In [1]:
# Import necessary Library
import numpy as np
import random
import os
import sys
from FPU import cmul, cadd
from utils import read_binary, binary_to_fp16, store_binary, generate_fp16

In [2]:
def generate_matrix(rows, cols, complex=False, seed=123):
    """
    Generate an (rows x cols) matrix using generate_fp16().
    """
    vec = generate_fp16(size=rows * cols, complex=complex, seed=seed)
    mat = []
    idx = 0
    for _ in range(rows):
        row = []
        for _ in range(cols):
            row.append(vec[idx])
            idx += 1
        mat.append(row)
    return mat

def matmul(A_mat, B_mat, use_complex=True):
    """
    Multiply A(MxK) by B(KxN) column-by-column.
    For each column of B, produce the corresponding column of C.
    Complex multiply/add uses cmul and cadd.

    Args:
        A_mat: list of list of elements (real or [re, im])
        B_mat: list of list of elements (real or [re, im])
        use_complex: True if A and B are complex-valued

    Returns:
        C_mat: list of list, same format as A/B (real or complex),
               with shape MxN
    """
    M = len(A_mat)
    K = len(A_mat[0])
    N = len(B_mat[0])

    print(M, K, N)

    C_mat = []
    for i in range(M):
        # initialize each row as empty list
        C_mat.append([])

    for col in range(N):
        # process one column of B at a time
        for i in range(M):
            if use_complex:
                acc = [np.float16(0.0), np.float16(0.0)]
                for k in range(K):
                    prod = cmul(A_mat[i][k], B_mat[k][col])
                    acc = cadd(acc, prod)
                C_mat[i].append([np.float16(acc[0]), np.float16(acc[1])])
            else:
                acc = np.float16(0.0)
                for k in range(K):
                    acc = np.float16(acc + np.float16(A_mat[i][k] * B_mat[k][col]))
                C_mat[i].append(np.float16(acc))
    return C_mat

def flatten_matrix_row_major(mat, complex=False):
    """
    Row-major flatten:
        index(A[i][j]) = i*cols + j
    For complex=True, each element is [re, im] (np.float16).
    """
    flat = []
    for row in mat:
        for x in row:
            flat.append(x)
    return flat

def flatten_matrix_col_major(mat, complex=False):
    """
    Column-major flatten:
        index(A[i][j]) = j*rows + i
    For complex=True, each element is [re, im] (np.float16).
    """
    flat = []
    rows = len(mat)
    cols = len(mat[0])

    for c in range(cols):
        for r in range(rows):
            flat.append(mat[r][c])
    return flat

# Single PE

## Vector Vector Multiplication

In [100]:
M = 1   # Rows in A
K = 128   # Cols in A / Rows in B
N = 1   # Cols in B
use_complex = True  # Set False for real-valued matmul

A_mat = generate_matrix(M, K, complex=use_complex, seed=101)
B_mat = generate_matrix(K, N, complex=use_complex, seed=202)

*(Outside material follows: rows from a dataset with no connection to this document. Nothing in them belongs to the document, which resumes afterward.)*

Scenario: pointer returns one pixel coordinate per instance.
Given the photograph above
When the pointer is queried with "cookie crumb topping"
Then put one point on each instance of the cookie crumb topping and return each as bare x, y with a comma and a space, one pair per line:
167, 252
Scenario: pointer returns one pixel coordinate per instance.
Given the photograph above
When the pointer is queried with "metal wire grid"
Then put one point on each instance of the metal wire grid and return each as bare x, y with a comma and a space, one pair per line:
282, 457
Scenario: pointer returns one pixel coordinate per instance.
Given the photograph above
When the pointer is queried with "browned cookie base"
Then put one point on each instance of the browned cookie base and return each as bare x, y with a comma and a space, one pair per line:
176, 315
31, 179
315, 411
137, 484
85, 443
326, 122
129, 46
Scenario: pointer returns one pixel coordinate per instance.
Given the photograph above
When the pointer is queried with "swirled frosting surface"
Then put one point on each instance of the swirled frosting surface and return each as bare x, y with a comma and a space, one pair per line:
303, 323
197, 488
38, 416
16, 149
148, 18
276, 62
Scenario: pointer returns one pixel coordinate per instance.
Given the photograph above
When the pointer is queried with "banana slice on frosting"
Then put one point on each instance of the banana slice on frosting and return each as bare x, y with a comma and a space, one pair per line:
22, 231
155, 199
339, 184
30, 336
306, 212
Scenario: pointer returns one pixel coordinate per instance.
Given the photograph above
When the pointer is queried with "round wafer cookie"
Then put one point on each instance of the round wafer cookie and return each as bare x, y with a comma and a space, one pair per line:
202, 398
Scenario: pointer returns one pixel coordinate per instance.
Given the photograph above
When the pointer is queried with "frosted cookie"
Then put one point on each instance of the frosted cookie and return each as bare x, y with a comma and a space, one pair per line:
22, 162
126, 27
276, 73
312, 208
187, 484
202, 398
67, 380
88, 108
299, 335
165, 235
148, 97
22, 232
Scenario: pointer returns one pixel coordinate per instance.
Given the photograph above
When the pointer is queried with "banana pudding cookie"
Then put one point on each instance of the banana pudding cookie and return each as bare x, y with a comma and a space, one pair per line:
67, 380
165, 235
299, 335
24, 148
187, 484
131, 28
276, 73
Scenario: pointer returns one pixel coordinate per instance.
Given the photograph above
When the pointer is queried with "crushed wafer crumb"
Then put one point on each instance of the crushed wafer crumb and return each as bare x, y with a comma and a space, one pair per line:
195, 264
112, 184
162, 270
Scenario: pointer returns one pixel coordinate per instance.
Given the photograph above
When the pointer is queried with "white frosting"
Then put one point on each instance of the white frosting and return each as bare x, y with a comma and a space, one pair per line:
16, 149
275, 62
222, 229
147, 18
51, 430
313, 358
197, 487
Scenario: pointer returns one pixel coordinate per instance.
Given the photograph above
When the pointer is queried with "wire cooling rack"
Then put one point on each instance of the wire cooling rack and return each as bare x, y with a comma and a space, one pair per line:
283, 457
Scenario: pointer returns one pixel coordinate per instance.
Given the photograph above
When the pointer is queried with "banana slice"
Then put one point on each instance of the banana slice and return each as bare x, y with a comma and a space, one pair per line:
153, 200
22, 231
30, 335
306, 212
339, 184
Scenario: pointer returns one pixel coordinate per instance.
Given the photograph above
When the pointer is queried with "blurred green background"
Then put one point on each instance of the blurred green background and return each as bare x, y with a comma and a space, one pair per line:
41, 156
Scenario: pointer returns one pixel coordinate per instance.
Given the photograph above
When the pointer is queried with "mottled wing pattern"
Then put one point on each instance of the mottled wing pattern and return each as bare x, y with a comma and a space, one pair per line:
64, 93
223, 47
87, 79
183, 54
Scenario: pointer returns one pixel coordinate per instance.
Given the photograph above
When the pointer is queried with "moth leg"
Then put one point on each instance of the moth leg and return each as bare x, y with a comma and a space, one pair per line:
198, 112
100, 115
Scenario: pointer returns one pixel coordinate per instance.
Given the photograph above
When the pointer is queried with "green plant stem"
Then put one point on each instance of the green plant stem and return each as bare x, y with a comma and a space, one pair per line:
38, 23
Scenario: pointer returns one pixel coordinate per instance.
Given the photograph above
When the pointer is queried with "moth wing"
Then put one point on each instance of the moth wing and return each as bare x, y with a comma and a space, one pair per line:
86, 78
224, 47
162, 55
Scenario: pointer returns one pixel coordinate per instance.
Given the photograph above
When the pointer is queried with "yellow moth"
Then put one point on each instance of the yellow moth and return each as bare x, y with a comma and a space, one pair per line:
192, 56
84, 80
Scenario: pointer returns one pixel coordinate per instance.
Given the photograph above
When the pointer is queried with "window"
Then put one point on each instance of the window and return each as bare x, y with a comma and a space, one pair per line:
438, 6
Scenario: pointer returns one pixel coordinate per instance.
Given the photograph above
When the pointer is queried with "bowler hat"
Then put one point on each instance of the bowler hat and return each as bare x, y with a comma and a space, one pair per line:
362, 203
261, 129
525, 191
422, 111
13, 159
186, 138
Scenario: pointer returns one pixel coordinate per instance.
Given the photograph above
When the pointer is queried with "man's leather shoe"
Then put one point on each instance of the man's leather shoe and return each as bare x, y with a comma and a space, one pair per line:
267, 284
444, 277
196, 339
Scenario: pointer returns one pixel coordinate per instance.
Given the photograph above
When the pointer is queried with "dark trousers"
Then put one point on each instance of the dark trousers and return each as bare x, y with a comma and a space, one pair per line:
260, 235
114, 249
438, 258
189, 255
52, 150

C_mat = matmul(A_mat, B_mat, use_complex=use_complex)

1 128 1


In [97]:
A_flat_row = flatten_matrix_row_major(A_mat, complex=use_complex)
B_flat_col = flatten_matrix_col_major(B_mat, complex=use_complex)
C_mat

[[[-22.42, 45.88]]]

In [63]:
A_flat_row = flatten_matrix_row_major(A_mat)
store_binary(A_flat_row, "../PE/DATA/mm_input.txt")
store_binary(B_flat_col, "../PE/DATA/mm_weight.txt")
store_binary(C_mat[0], "../PE/DATA/mm_output.txt")

In [117]:
B_mat[0]

[[1.292, 0.9346], [0.2283, -0.4058]]

## Vector & Two column Multiplication in the single PE

In [3]:
M = 1   # Rows in A
K = 128   # Cols in A / Rows in B
N = 2   # Cols in B
use_complex = True  # Set False for real-valued matmul

A_mat = generate_matrix(M, K, complex=use_complex, seed=101)
B_mat = generate_matrix(K, N, complex=use_complex, seed=202)

C_mat = matmul(A_mat, B_mat, use_complex=use_complex)

A_flat_row = flatten_matrix_row_major(A_mat, complex=use_complex)
B_flat_col = flatten_matrix_col_major(B_mat, complex=use_complex)
C_flat_col = flatten_matrix_row_major(C_mat, complex=use_complex)

1 128 2


In [93]:
C_mat

[[[-10.57, 81.3], [0.8574, 57.66]]]

In [84]:
C_flat_col

[[-10.57, 81.3], [0.8574, 57.66]]

In [76]:
store_binary(A_flat_row, "../PE/DATA/mm2_input.txt")
store_binary(B_flat_col, "../PE/DATA/mm2_weight.txt")
store_binary(C_flat_col, "../PE/DATA/mm2_output.txt")

# Multiple PE

# Vector Matrix Multiplication (each row of PE array)

In [3]:
# For B Matrix, two column go to each PE

M = 1       # Rows in A
K = 128     # Cols in A / Rows in B
N = 22      # Cols in B
use_complex = True  # Set False for real-valued matmul

A_mat = generate_matrix(M, K, complex=use_complex, seed=101)
B_mat = generate_matrix(K, N, complex=use_complex, seed=202)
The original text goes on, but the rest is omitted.